Ayant abandonné le terrain de l’analyse marxiste, on recycle la gelée toute faite des apologistes de la démocratie libérale, selon laquelle la Russie est un pays impérialiste gouverné par un autocrate animé par l’ambition néo-tsariste de reconstruire l’Empire…
Pour une évaluation non impromptue du rôle de Vladimir Poutine dans le processus de l’histoire russe et mondiale, il faut une prémisse méthodologique, élémentaire mais souvent négligée, qui s’applique également à tous les dirigeants des pays attaqués ces trente dernières années par l’impérialisme américain, de Saddam Hussein à Slobodan Milošević et Muammar Kadhafi : l’étalon ne peut être absolu et déshistoricisé, c’est l’Idée, ou le Mythe du grand, noble et pur leadership du peuple.

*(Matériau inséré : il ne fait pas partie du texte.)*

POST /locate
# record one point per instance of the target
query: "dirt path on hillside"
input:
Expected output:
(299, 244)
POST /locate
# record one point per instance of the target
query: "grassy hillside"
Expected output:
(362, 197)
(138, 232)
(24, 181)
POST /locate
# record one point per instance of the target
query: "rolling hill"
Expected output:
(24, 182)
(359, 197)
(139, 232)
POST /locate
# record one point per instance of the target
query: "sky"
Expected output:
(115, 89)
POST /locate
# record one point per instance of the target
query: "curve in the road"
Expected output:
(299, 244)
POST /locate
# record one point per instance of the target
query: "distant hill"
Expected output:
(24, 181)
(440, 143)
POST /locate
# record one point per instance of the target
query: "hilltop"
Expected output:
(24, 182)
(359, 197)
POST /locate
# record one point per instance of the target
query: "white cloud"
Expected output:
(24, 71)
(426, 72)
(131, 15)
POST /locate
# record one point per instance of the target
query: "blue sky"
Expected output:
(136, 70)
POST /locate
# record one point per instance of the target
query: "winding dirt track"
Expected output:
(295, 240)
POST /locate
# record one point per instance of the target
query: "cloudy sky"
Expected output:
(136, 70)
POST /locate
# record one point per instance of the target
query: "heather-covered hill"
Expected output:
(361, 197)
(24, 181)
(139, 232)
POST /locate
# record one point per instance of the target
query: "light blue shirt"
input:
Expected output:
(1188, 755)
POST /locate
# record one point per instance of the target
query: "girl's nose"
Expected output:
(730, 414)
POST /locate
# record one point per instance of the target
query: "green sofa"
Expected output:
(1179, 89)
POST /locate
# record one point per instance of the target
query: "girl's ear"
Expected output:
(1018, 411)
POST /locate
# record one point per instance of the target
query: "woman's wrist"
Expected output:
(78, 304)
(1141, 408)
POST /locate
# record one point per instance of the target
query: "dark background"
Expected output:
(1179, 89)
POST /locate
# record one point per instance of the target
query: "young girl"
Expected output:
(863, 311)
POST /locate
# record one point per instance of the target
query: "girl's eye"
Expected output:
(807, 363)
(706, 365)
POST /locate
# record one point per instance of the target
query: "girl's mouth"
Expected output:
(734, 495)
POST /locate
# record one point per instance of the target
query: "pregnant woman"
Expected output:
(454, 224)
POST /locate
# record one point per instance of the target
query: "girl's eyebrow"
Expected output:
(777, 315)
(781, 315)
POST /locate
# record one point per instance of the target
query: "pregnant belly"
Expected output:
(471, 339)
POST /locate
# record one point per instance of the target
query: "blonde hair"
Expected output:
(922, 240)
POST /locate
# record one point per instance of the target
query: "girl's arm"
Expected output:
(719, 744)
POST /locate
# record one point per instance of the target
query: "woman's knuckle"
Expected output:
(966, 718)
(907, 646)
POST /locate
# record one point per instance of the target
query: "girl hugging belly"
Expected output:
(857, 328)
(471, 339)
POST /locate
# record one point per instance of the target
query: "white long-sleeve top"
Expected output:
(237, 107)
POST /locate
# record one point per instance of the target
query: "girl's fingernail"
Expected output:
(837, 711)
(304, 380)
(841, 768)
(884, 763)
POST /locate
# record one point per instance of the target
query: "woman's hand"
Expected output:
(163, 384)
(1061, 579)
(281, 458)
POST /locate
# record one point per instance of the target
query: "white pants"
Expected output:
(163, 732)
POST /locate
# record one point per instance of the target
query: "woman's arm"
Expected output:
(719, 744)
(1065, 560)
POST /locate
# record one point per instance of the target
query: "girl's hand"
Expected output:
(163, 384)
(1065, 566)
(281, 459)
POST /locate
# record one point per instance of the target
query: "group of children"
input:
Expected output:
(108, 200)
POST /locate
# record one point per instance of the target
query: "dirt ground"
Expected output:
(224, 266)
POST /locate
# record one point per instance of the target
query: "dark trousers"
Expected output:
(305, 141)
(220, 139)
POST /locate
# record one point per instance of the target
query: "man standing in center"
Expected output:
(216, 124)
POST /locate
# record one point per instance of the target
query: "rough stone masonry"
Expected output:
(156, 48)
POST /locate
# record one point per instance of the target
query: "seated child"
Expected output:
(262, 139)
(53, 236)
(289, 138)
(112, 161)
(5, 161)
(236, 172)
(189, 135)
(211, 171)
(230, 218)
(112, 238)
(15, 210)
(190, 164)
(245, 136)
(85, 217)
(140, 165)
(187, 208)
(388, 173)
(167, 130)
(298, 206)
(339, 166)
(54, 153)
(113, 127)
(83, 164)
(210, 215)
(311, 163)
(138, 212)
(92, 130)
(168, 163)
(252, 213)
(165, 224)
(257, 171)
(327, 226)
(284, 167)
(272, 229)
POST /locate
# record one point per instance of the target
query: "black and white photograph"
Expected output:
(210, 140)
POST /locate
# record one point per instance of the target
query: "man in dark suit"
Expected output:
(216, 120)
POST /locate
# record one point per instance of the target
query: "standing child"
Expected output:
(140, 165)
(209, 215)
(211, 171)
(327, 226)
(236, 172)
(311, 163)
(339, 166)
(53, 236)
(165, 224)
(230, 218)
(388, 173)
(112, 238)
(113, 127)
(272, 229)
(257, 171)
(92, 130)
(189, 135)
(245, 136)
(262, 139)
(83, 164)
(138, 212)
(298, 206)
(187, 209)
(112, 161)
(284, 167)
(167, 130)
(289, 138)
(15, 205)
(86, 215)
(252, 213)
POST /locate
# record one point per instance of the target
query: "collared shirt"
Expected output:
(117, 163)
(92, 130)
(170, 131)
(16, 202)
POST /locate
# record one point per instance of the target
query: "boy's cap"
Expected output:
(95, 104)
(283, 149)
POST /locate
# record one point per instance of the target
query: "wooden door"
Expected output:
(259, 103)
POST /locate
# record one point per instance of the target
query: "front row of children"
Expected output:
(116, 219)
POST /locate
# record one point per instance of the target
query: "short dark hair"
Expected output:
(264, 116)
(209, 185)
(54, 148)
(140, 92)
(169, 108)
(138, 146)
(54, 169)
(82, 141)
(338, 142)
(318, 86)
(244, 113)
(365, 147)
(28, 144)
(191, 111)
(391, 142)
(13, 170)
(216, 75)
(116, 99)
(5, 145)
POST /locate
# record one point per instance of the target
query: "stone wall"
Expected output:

Aujourd’hui, ex post, onze ans après l’agression de l’Occident et la lâche exécution de son chef, la Libye, en plein chaos politique, économique, social, dévastée par des affrontements tribaux, révèle avec des preuves irréfutables à quel point la direction du «dictateur» Kadhafi était historiquement progressiste, elle qui avait racheté le pays de la domination coloniale et construit un ordre social et politique dans lequel la population vivait ensemble dans la dignité et jouissait d’un haut niveau de bien-être.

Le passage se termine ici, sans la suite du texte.